I’m still managing not to reply to work emails – I merely glance at my inbox and delete anything irrelevant – and I haven’t touched my interview transcriptions this month. From that point of view, I’m succeeding at this ‘having a holiday’ July. However, my eBay purchases arrived earlier this week, and I could hardly not look at those, could I?

Prospectus, 1913-14
The school prospectus for 1913-14 contained no mention of James Easson in its examination results. He’d have been 17 or 18 by then. He was also absent from the ‘List of Distinctions gained by Former Pupils’ – but he wouldn’t have had time to get any before the Great War began. I already knew that he served in the war, was invalided out in 1917, and got his Royal Academy of Music certificates in 1918 and 1921.
Oh well, you win some, you lose some. I discovered that the school provided instrumental and vocal instruction – but the teachers’ names weren’t those of the men with whom Easson studied; maybe he had private tuition.
The other alumnus in whom I was mildly interested – the one at the Scottish publishers whom Easson and Wiseman had initially considered, before signing a contract with Nelsons – did appear in the prospectus. He had attained Second Class Honours in Rhetoric, English Language and Literature at Edinburgh University during 1912-13 and graduated with an M.A.
APER: Fifty Years of Progress 1898-1948
This guy also appeared in my other purchase – a jubilee publication celebrating the Association of Publishers’ Educational Representatives.
It was pleasing to spot a contribution from one of the older editors at Thomas Nelson’s, too. By 1948, he had retired to Cornwall – he’d been living there most of the time before retiral, anyway.
Unfortunately, although I read this book from cover to cover – and it was interesting, showing the important role that the educational representatives held, liaising between publisher and schools – it soon became evident that a lot of people, some of them reps, and others with different roles in education, had been commissioned to write a few pages to celebrate the organisation’s 50-year jubilee.

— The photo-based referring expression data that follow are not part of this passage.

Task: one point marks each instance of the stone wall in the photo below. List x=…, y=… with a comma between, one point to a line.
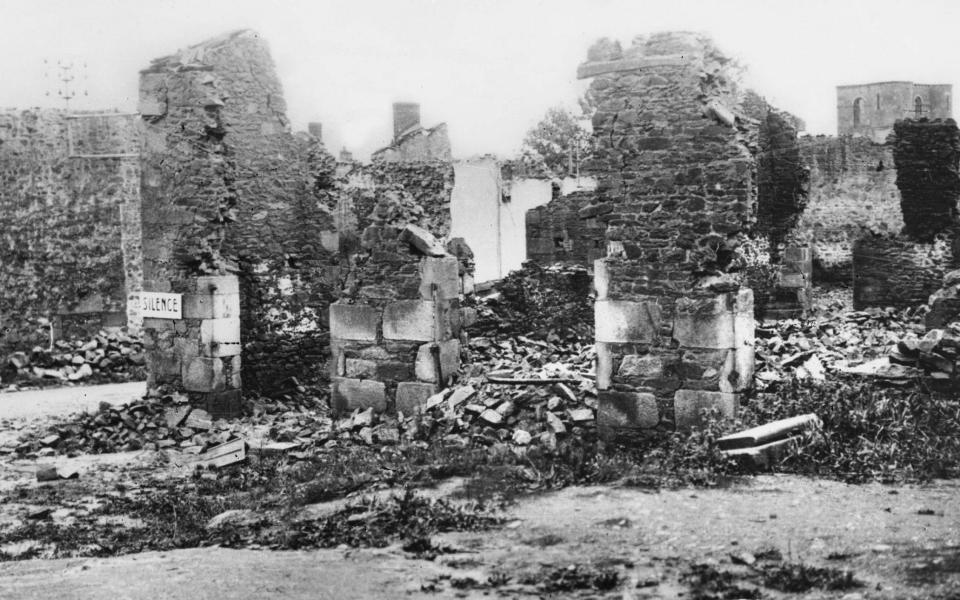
x=395, y=332
x=676, y=175
x=880, y=105
x=926, y=155
x=904, y=270
x=227, y=188
x=853, y=194
x=68, y=247
x=899, y=271
x=417, y=192
x=566, y=230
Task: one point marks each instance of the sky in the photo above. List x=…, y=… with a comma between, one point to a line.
x=488, y=68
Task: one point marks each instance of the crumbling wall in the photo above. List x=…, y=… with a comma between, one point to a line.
x=566, y=230
x=227, y=188
x=68, y=250
x=782, y=179
x=926, y=155
x=853, y=194
x=419, y=193
x=395, y=332
x=677, y=181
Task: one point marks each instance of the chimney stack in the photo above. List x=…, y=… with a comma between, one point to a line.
x=405, y=116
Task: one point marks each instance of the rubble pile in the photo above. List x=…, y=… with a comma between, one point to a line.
x=110, y=356
x=833, y=340
x=539, y=300
x=516, y=393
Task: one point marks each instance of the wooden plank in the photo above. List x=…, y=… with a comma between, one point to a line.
x=769, y=432
x=223, y=455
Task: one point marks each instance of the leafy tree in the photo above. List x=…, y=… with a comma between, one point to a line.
x=560, y=143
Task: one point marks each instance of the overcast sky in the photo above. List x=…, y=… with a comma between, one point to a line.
x=489, y=69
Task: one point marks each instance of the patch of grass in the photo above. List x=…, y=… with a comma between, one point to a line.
x=870, y=432
x=796, y=578
x=410, y=518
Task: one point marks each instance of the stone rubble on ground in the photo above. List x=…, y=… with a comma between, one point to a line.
x=110, y=356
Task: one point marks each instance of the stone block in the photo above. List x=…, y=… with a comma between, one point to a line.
x=604, y=366
x=620, y=321
x=444, y=272
x=413, y=320
x=223, y=405
x=349, y=394
x=617, y=410
x=218, y=284
x=422, y=240
x=744, y=349
x=647, y=366
x=359, y=368
x=709, y=369
x=211, y=306
x=220, y=331
x=158, y=324
x=449, y=360
x=688, y=406
x=412, y=396
x=235, y=382
x=705, y=322
x=601, y=278
x=204, y=374
x=793, y=280
x=354, y=322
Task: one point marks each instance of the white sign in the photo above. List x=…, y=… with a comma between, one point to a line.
x=161, y=306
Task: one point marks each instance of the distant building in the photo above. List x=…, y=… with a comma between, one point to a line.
x=870, y=109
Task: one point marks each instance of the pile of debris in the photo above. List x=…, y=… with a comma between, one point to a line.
x=515, y=393
x=111, y=356
x=833, y=340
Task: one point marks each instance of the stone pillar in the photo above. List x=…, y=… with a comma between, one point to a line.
x=395, y=337
x=792, y=296
x=676, y=172
x=199, y=354
x=405, y=116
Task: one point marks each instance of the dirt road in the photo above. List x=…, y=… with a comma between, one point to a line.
x=899, y=542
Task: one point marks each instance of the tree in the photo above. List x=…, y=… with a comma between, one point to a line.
x=560, y=143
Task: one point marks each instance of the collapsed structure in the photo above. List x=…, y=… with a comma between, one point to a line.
x=294, y=267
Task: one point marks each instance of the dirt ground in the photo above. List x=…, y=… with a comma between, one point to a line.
x=899, y=542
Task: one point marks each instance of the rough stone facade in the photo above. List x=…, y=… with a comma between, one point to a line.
x=227, y=188
x=926, y=155
x=68, y=245
x=676, y=173
x=418, y=193
x=395, y=332
x=566, y=230
x=898, y=271
x=870, y=110
x=905, y=269
x=199, y=354
x=853, y=193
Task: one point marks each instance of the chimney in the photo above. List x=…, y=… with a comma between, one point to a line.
x=405, y=116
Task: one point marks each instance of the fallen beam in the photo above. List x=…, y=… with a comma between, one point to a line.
x=776, y=430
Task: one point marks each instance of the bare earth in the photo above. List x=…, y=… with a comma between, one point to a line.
x=901, y=541
x=885, y=535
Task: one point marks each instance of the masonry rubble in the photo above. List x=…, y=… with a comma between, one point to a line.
x=674, y=324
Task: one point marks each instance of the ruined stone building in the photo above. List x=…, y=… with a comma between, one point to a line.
x=295, y=267
x=870, y=109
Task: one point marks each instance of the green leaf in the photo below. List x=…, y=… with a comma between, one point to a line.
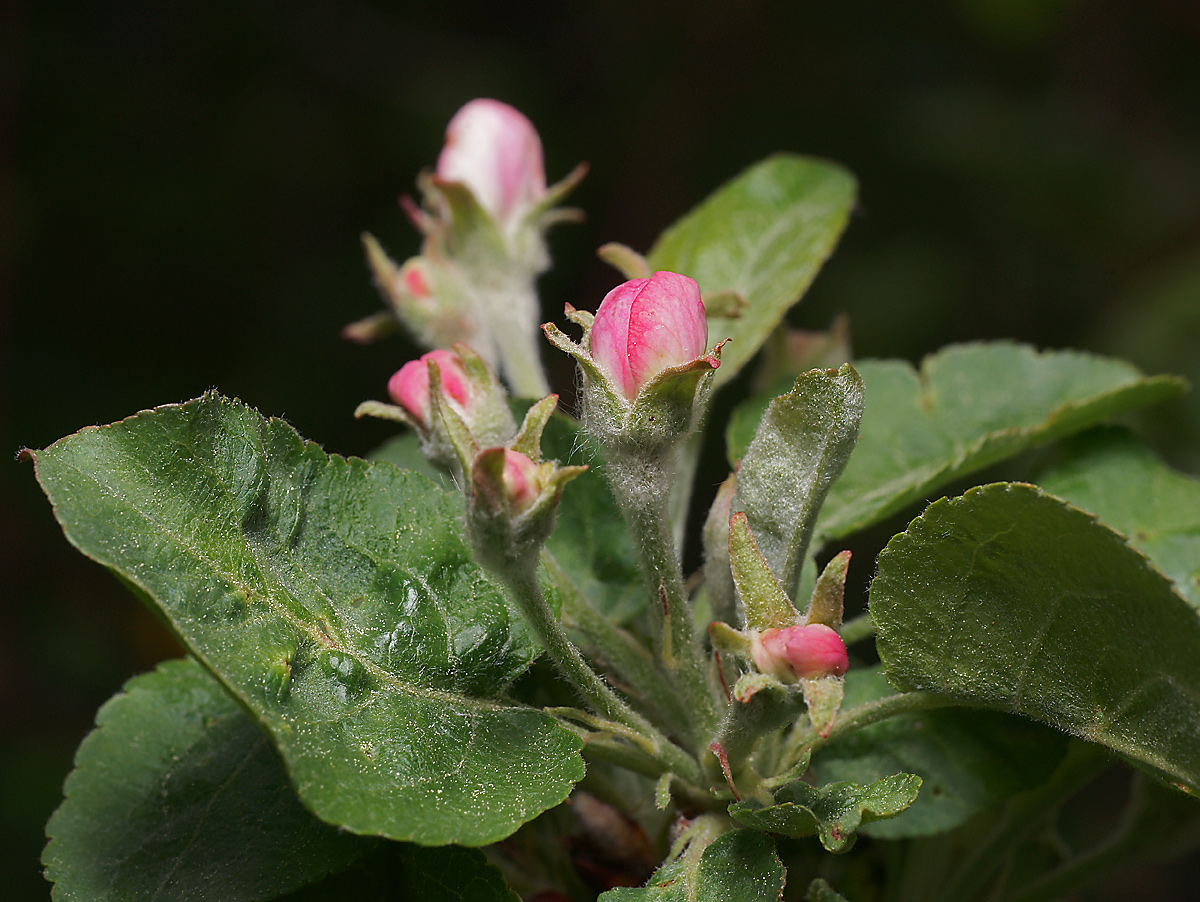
x=413, y=873
x=1120, y=480
x=337, y=601
x=761, y=236
x=405, y=451
x=589, y=540
x=967, y=759
x=179, y=794
x=1011, y=599
x=834, y=811
x=738, y=866
x=967, y=407
x=821, y=891
x=799, y=449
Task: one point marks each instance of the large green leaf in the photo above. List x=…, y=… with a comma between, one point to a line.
x=762, y=236
x=833, y=811
x=799, y=449
x=337, y=601
x=179, y=794
x=1008, y=597
x=967, y=759
x=1120, y=480
x=403, y=872
x=738, y=866
x=967, y=407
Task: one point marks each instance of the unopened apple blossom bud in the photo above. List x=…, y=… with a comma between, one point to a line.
x=801, y=653
x=522, y=481
x=647, y=325
x=493, y=150
x=409, y=386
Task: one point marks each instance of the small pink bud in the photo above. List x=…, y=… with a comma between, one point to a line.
x=493, y=150
x=647, y=325
x=801, y=653
x=522, y=482
x=409, y=386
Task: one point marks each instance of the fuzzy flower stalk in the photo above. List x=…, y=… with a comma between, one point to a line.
x=484, y=217
x=796, y=661
x=647, y=374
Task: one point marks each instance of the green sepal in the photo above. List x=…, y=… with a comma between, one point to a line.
x=822, y=696
x=763, y=602
x=829, y=594
x=833, y=812
x=382, y=410
x=729, y=641
x=472, y=236
x=528, y=439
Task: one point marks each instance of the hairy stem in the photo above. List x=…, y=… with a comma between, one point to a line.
x=642, y=486
x=522, y=581
x=628, y=657
x=513, y=326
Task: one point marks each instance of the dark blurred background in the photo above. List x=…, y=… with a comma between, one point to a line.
x=183, y=186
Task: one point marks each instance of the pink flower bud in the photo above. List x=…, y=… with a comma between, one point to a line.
x=522, y=482
x=647, y=325
x=801, y=653
x=495, y=151
x=409, y=386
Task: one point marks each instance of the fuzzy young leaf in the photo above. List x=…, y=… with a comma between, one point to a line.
x=1011, y=599
x=967, y=759
x=337, y=601
x=799, y=449
x=969, y=406
x=179, y=794
x=738, y=866
x=1120, y=480
x=834, y=811
x=761, y=236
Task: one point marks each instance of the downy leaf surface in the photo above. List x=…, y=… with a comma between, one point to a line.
x=762, y=236
x=1008, y=597
x=1115, y=476
x=738, y=866
x=833, y=811
x=337, y=601
x=801, y=446
x=179, y=794
x=967, y=759
x=969, y=407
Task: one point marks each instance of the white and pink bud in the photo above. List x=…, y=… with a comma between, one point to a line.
x=647, y=325
x=801, y=653
x=409, y=386
x=493, y=150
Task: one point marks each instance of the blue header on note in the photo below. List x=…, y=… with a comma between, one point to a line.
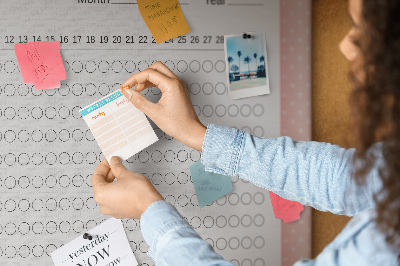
x=100, y=103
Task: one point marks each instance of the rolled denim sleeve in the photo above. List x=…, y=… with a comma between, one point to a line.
x=312, y=173
x=172, y=240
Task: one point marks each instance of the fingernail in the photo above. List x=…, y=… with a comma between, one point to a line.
x=115, y=160
x=128, y=93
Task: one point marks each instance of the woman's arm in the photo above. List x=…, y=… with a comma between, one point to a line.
x=312, y=173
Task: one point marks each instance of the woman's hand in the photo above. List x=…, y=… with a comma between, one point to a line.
x=127, y=197
x=174, y=113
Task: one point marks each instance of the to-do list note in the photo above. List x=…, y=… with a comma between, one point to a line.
x=118, y=126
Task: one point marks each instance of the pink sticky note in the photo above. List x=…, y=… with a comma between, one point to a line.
x=284, y=209
x=41, y=64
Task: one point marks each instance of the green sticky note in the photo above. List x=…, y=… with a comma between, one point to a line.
x=209, y=186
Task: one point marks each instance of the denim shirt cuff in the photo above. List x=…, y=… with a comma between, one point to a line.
x=158, y=219
x=222, y=147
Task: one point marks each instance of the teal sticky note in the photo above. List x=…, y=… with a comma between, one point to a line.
x=209, y=186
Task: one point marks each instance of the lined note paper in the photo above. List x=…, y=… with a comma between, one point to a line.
x=118, y=126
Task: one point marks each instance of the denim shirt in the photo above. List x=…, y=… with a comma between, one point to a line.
x=312, y=173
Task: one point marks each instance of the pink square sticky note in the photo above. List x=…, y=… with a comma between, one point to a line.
x=284, y=209
x=41, y=64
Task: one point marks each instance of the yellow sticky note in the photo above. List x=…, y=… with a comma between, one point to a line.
x=164, y=18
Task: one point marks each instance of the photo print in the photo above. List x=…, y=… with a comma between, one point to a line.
x=247, y=71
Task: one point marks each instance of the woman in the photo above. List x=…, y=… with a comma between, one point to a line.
x=316, y=174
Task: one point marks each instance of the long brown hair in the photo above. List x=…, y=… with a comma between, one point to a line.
x=375, y=102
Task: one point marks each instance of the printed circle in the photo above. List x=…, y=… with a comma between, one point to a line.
x=23, y=182
x=24, y=205
x=195, y=88
x=183, y=178
x=64, y=135
x=233, y=198
x=51, y=227
x=170, y=65
x=10, y=113
x=77, y=203
x=144, y=156
x=10, y=182
x=104, y=89
x=221, y=221
x=259, y=242
x=37, y=112
x=246, y=198
x=37, y=135
x=197, y=109
x=234, y=221
x=64, y=158
x=207, y=88
x=182, y=200
x=10, y=229
x=24, y=228
x=233, y=110
x=77, y=66
x=37, y=205
x=77, y=157
x=221, y=201
x=195, y=155
x=221, y=243
x=246, y=242
x=63, y=112
x=130, y=66
x=245, y=110
x=258, y=131
x=51, y=204
x=258, y=110
x=169, y=156
x=258, y=198
x=234, y=243
x=195, y=222
x=10, y=159
x=208, y=222
x=90, y=203
x=208, y=111
x=51, y=181
x=90, y=89
x=10, y=136
x=64, y=181
x=220, y=66
x=194, y=66
x=10, y=252
x=90, y=66
x=23, y=136
x=23, y=89
x=220, y=110
x=37, y=251
x=50, y=112
x=23, y=159
x=103, y=66
x=207, y=66
x=9, y=90
x=78, y=226
x=182, y=66
x=64, y=204
x=142, y=65
x=169, y=178
x=37, y=181
x=23, y=113
x=77, y=89
x=259, y=220
x=156, y=156
x=65, y=226
x=246, y=220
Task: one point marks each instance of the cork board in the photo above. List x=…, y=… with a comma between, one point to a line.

By the end of it, I was in no doubt as to the nature of their role. I’d also noted that there were lists of members and important officials – but the book had no direct bearing on my own research. There were some amusing anecdotes, and I was reminded that Thomas Nelson’s educational representatives always wore top hats when they were out visiting schools. It distinguished them from ordinary travelling salesmen.
As that retired editor joked, school staff were unlikely to refuse admission to a smartly-dressed gent in a top hat!